Заберегами идти легко, особенно если лед шероховатый. Ногам простор, и даже груз кажется не таким уж тяжелым. В печку засунуты трубы, они лязгают, грохочут. Но это и хорошо, — походная музыка.

Мы растянулись в длинную цепь. Каждый занят собой, каждый думает только о том, чтобы хватило у него сил. Мне становится жарко. Я снял кепку, снял рукавицы, но все равно пот льет со лба и висков, течет по щекам и стынет на шее.
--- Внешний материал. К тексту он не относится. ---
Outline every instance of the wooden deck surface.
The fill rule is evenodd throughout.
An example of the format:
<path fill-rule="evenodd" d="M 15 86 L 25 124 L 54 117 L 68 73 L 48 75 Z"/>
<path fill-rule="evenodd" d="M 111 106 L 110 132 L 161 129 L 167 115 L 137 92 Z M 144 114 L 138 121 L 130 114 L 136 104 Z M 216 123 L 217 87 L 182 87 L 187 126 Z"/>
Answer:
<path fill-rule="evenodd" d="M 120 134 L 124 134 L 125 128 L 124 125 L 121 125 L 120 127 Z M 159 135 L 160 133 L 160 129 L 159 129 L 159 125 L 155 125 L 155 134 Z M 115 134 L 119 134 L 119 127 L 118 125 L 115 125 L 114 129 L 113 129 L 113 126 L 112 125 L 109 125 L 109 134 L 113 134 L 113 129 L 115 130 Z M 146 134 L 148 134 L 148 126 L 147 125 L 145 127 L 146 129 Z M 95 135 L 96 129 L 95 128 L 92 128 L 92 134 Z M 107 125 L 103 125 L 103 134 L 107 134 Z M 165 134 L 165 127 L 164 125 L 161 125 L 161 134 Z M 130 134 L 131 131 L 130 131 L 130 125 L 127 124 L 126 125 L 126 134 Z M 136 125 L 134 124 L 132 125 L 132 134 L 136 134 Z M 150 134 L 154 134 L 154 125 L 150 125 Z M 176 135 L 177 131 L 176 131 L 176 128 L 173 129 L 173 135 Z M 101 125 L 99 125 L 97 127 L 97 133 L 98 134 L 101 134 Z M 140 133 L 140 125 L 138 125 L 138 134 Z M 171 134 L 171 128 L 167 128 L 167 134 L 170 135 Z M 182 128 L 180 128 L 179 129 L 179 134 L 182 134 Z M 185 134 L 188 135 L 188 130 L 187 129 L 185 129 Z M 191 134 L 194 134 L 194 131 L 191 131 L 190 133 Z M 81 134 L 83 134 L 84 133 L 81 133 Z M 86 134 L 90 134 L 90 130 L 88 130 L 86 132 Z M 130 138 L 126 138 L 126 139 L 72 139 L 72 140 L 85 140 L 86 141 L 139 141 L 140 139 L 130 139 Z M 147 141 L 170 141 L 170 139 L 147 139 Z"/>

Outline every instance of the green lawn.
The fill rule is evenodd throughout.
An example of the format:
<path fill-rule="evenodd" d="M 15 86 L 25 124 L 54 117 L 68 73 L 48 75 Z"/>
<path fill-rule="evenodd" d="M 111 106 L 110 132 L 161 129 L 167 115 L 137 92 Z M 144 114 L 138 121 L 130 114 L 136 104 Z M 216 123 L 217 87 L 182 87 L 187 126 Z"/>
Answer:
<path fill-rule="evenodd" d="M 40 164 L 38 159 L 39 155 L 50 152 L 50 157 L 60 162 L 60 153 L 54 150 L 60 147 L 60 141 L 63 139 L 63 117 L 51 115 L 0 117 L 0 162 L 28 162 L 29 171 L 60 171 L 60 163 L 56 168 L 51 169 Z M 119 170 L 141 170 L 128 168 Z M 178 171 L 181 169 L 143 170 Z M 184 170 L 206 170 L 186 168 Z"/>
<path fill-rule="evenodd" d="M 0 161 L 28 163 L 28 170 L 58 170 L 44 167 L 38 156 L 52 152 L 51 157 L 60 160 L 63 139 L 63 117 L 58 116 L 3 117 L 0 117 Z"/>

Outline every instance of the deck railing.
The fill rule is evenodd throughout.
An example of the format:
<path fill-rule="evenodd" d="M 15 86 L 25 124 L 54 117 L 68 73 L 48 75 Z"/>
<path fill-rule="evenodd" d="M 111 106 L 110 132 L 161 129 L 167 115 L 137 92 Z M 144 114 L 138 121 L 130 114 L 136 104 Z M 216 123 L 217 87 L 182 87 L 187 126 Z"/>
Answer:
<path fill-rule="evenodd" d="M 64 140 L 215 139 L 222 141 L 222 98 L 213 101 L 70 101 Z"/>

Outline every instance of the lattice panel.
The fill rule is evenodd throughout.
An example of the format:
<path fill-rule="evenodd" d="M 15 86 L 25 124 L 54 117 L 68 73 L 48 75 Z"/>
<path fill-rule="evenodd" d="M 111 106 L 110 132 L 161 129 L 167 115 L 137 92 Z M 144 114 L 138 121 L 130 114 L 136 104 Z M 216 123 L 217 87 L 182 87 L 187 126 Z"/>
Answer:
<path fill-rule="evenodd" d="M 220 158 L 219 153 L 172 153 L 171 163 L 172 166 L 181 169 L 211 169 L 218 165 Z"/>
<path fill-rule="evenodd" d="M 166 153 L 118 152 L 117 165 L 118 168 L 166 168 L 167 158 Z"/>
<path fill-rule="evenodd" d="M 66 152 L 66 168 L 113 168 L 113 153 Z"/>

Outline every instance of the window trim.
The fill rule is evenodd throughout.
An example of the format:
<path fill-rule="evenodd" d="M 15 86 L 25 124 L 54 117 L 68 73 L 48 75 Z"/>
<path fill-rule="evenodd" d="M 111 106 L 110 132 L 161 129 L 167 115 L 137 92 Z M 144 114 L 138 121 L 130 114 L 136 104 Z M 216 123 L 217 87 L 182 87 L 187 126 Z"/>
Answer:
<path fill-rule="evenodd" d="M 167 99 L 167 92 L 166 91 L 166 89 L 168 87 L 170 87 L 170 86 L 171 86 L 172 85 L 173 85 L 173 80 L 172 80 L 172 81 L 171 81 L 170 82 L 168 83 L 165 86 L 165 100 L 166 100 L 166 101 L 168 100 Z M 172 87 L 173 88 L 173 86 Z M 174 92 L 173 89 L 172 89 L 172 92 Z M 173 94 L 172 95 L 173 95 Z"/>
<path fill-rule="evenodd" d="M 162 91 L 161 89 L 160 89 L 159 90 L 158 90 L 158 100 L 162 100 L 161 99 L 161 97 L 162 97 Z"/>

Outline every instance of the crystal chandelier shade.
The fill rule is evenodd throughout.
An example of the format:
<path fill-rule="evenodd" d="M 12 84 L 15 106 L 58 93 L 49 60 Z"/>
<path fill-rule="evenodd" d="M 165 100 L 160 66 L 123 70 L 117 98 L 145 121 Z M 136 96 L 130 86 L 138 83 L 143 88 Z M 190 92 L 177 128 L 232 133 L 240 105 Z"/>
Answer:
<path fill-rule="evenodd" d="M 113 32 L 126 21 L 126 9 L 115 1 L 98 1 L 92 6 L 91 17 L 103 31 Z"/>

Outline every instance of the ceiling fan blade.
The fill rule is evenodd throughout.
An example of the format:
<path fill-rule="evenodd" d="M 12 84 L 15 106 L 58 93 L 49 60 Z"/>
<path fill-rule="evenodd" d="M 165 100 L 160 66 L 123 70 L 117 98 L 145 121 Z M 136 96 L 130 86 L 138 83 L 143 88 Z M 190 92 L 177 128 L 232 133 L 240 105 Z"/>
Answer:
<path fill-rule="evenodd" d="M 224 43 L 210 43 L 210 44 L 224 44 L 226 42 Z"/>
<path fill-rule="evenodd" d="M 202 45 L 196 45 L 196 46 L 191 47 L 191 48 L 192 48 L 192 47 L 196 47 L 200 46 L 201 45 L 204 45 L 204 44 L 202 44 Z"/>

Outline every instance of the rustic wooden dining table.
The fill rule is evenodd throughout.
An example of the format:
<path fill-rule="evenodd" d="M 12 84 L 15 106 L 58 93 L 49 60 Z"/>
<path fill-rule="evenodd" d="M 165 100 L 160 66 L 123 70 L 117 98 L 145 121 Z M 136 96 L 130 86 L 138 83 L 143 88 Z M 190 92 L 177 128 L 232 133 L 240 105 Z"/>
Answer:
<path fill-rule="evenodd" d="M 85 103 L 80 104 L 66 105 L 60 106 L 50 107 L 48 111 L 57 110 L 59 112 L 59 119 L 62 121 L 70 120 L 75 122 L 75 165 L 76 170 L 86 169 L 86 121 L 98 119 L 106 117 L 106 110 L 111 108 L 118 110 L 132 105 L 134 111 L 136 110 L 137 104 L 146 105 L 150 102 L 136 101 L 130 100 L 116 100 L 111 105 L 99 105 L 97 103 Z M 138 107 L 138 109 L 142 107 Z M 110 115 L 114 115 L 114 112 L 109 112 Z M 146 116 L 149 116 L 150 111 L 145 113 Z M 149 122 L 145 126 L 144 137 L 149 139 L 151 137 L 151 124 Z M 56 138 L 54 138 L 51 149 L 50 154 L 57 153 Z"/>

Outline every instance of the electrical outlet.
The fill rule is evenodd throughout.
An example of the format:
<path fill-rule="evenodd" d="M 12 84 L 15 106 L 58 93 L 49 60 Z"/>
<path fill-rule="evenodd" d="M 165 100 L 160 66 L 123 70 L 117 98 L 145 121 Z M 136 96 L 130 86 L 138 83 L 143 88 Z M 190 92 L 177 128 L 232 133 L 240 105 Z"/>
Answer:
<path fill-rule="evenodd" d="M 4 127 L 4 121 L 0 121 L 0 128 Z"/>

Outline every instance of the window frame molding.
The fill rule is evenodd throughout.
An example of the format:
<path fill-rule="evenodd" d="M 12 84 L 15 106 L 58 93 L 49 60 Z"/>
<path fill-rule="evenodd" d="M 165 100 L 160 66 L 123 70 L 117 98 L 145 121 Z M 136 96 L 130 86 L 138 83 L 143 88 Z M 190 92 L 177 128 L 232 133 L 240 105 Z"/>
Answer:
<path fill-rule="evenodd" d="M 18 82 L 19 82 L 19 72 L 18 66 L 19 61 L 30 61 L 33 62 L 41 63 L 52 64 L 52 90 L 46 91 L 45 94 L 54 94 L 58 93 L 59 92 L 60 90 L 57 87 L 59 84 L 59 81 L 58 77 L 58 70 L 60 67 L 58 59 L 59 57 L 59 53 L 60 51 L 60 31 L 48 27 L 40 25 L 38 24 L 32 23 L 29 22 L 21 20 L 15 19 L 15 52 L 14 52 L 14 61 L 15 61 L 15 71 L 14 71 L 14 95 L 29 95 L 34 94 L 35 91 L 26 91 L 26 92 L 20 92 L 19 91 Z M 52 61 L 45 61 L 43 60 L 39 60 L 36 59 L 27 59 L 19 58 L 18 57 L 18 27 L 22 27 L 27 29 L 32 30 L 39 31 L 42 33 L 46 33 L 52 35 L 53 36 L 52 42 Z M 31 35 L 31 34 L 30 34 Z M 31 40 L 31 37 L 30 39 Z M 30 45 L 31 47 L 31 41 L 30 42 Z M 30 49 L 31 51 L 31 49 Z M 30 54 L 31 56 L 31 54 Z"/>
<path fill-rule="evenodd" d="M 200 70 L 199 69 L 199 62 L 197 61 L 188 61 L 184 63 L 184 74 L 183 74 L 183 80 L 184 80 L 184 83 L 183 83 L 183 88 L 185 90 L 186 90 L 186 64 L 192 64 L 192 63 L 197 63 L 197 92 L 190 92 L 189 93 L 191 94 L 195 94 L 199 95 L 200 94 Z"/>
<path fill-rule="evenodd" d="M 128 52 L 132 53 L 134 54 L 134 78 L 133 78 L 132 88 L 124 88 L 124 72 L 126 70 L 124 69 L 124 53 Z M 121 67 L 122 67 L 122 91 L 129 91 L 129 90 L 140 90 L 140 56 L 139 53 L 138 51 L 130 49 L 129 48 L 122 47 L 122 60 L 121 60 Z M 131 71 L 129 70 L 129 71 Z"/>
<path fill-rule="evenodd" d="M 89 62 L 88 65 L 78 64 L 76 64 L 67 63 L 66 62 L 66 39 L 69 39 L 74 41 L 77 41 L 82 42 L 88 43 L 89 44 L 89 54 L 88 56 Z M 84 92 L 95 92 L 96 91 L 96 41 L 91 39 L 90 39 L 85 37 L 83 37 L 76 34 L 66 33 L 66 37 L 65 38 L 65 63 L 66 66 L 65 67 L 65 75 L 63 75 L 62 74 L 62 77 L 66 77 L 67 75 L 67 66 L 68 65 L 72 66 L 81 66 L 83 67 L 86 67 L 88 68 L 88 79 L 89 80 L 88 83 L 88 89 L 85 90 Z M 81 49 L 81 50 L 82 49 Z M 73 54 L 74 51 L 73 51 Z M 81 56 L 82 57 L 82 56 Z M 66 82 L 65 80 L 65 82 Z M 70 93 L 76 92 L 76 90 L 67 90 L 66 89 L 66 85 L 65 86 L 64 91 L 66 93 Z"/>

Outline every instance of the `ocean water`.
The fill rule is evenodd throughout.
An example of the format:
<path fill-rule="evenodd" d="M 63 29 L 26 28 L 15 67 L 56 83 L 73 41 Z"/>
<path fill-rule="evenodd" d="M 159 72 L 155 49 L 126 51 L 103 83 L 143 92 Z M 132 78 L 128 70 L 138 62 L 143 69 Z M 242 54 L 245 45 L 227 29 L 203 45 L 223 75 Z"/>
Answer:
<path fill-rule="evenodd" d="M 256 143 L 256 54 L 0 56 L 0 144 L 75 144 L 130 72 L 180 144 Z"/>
— Ну зачем ты взял печь? — говорит Тася. — Что тебе, больше всех надо?

Я не отвечаю. И не потому, что мне больше всех надо или я лучше всех, нет, но уж коли взял, так надо нести.

Прошли немного, с километр, а плечи уже ноют. Хочется бросить груз, сесть и ни о чем не думать. В висках стучит. И ничто уже не радует: ни солнце, ни легкий воздух, ни шероховатый лед. В голове только одно: «Идти, надо идти». И я иду. Взгляд устремлен вниз, я вижу мелькающие носки валенок и бесконечную сероватую полосу льда.

Лед потрескивает под ногами, гукает. Далеко бежит трещина, рассыпая, словно горох, сухие звуки. Во рту сухо, из горла вырываются хрипящие свисты. Рядом вода. Но пить нельзя. Еще больше захочешь пить и весь взмокнешь.

Наконец-то отдых. Вещи разбросаны, люди лежат на льду, раскинув руки и ноги. Тася бросает рюкзак и падает. Мозгалевский совсем измучен, он даже постарел, стал черненький, маленький. Кожаная куртка бесформенно висит на нем. Тишина. Молчание. Но вот уже кто-то закурил, кто-то сказал первое слово, кто-то подошел к воде, — и снова жизнь. У Якова тюк стал значительно меньше. Оказывается, он все же выбросил часть барахла.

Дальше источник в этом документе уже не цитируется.